Evidentemente, alguns compositores católicos intransigentes foram
perseguidos, mas Elizabeth I teve a sensatez de permitir que a música
de igreja em latim pudesse ser cantada em locais de ensino; assim, missas
e motetes continuaram a ser compostos e cantados, lado a lado com os
cânticos e as disposições do serviço protestante
em inglês.
William Byrd foi talvez o mais avançado compositor de seu tempo. Foi
co-organista, juntamente com Thomas Tallis, da capela real em Londres e
compôs quatro serviços da Igreja Inglesa, mas, sendo um
católico fiel, foi perseguido por sua fé. Corajosamente continuou
a escrever missas e motetes em latim para as capelas privadas das famílias
católicas ricas. A primeira composição doméstica
profana de Byrd consistia de canções a uma voz acompanhadas
por um grupo (consort) de violas ou de flautas doces, ou uma
mistura de ambas. Sua amizade com Philippe de Monte (trocavam motetes em
latim) explica seu conhecimento dos novos desenvolvimentos na Itália,
especialmente entre os compositores franco-flamengos.

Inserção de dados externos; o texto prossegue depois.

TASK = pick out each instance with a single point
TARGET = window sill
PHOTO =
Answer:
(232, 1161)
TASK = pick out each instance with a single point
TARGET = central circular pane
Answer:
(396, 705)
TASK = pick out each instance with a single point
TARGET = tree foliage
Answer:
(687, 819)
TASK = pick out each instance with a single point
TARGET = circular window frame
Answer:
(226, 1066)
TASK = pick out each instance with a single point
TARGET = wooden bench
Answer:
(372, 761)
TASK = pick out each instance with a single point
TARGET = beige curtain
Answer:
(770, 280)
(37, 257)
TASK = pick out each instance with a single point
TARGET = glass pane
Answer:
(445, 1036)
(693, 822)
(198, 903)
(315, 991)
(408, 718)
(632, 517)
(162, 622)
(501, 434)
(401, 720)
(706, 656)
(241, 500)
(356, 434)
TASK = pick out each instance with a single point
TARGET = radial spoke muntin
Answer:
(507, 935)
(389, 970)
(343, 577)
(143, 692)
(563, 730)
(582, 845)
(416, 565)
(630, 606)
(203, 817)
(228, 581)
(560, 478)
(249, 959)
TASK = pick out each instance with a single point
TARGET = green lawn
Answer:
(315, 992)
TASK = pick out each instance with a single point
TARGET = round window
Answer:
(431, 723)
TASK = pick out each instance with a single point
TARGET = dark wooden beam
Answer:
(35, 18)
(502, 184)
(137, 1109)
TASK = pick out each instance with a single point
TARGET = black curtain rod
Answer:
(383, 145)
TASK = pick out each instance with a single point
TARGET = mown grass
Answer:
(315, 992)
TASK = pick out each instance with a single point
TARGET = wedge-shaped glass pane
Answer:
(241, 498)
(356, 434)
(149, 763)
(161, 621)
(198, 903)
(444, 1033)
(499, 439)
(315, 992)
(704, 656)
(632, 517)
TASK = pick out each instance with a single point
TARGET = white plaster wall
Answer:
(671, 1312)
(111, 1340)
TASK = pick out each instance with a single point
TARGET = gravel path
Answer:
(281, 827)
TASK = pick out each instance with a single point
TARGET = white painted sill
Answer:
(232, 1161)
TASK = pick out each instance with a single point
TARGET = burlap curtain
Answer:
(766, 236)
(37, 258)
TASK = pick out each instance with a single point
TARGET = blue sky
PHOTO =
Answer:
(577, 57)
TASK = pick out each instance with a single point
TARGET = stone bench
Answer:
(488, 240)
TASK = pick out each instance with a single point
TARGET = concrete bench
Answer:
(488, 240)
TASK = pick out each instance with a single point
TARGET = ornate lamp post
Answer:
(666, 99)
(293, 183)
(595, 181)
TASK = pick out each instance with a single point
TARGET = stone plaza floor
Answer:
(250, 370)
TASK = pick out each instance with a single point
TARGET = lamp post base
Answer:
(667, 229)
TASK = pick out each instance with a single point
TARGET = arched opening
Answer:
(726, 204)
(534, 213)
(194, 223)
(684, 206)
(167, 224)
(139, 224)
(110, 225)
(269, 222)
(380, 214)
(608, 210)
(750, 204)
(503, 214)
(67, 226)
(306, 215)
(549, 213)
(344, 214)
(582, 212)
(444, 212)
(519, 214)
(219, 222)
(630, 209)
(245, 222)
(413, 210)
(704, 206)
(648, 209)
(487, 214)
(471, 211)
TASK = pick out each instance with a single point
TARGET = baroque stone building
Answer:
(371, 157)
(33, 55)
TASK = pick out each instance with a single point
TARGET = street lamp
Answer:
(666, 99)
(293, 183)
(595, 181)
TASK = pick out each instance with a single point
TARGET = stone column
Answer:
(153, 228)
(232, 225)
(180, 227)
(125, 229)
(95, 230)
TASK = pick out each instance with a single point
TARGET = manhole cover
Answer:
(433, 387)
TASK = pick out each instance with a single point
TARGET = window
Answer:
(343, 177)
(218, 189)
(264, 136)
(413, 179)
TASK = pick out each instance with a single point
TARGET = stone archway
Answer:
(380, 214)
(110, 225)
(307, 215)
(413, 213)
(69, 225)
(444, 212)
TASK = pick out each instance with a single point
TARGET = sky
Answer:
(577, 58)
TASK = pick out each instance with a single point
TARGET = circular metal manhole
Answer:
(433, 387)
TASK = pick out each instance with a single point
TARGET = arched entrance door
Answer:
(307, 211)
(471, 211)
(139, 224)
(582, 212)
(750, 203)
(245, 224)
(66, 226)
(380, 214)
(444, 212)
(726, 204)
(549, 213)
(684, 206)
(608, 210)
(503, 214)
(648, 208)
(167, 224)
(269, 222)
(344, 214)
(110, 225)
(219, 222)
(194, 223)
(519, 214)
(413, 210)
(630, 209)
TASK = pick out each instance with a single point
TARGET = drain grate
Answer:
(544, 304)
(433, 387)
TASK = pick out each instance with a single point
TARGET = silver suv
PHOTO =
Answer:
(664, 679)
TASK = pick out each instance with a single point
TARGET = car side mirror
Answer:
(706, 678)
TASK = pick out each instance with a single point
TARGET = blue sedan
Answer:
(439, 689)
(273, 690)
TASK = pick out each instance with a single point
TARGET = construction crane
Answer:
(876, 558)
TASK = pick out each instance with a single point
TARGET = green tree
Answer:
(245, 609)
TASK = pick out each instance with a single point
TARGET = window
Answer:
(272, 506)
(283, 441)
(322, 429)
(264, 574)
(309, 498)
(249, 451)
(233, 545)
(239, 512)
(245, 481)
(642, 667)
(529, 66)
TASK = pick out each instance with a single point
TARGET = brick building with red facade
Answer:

Thomas Morley (1557-1603) foi organista da
Catedral de São Paulo, na cidade de Londres, e também ele
compôs música de Igreja Latina e Inglesa. Todavia, o principal
motivo de sua fama foi ter sido líder da Escola de Madrigais Inglesa,
que ganhou raízes em 1588, ano da Armada Espanhola e que, a partir
daí floresceu maravilhosamente, sobrevivendo um quarto de século
depois da sua morte. É sabido que Henrique VIII cantava e tocava
alaúde e são-lhe atribuídas, embora com alguma reserva,
algumas composições (naquele tempo podia-se reclamar a autoria
de uma peça, bastando para isso acrescentar-lhe uma parte). Sua filha
Elizabeth, era rainha de Morley, tocava e era particularmente dotada
para a dança. Seus cortesãos deviam proceder do mesmo modo,
embora as regras de etiqueta da corte, que eram formuladas num livro italiano
- um best-seller durante seu reinado -, insistissem que as
pessoas bem-educadas nunca faziam música em público.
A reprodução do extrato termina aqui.